Construct an example proving that a continuous image of a second countable space may be not second countable.
I construct an example by taking two different topology on $I=[0,1]$, $(I,\mathcal{X})$ and $(I,\mathcal{Y})$ where $\mathcal{X}$ is the standard one, and $\mathcal{Y}$ is generated from the base of the open interval with end points in Cantor set. The map is the identity map.
Is my construction right? Is there any other constructions?
Added: My construction is wrong...
On
How about a separable Banach space $X$, with $\tau$ the norm topology and $\tau_w$ the weak topology. The identity map $(X, \tau) \to (X, \tau_w)$ is continuous, and $(X,\tau)$ is a separable metric space, hence second countable, but $(X, \tau_w)$ is not even first countable.
On
This is exercise 16B.1 in Willard's General Topology: For each $n\in \Bbb N$, let $I_n$ be a copy of $[0,1]$. Let $X$ be the disjoint union of the spaces $I_n$. Identify the left hand endpoints of all the $I_n$ and let $Z$ be the resulting quotient space.
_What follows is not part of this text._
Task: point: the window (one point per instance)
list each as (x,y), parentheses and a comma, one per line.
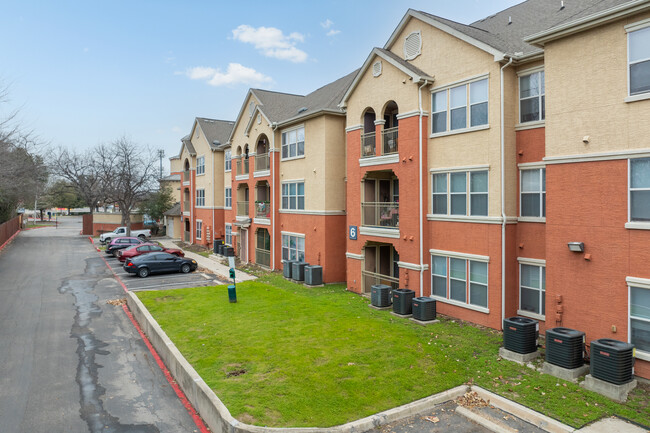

The distinguished point in $Z$ has no countable nhood base, though $X$ is second countable.
Take $f: (\mathbb R, T_{Euclid}) \to (\mathbb R, T_{cof})$ the identity map from the standard topology to the cofinite topology on $\mathbb R$.
Added
To see why a basis for the cofinite topology on $\mathbb R$ cannot be countable (by contradiction) assume that you have a countable basis $B$ of $T_{cof}$. Then for every $O$ in $B$, $O^c = \mathbb R \setminus O$ is finite (by definition). Take the union $\bigcup_{O \in B} O^c$ over all $O^c$ in $B$. Then $\bigcup O^c$ is countable hence a proper subset of $\mathbb R$. Pick a point $x$ in $\mathbb R \setminus \bigcup O^c$. Then $\mathbb R \setminus \{x\}$ is open in the cofinite topology but you cannot write it as the union of sets in $B$. Hence $B$ cannot be a basis.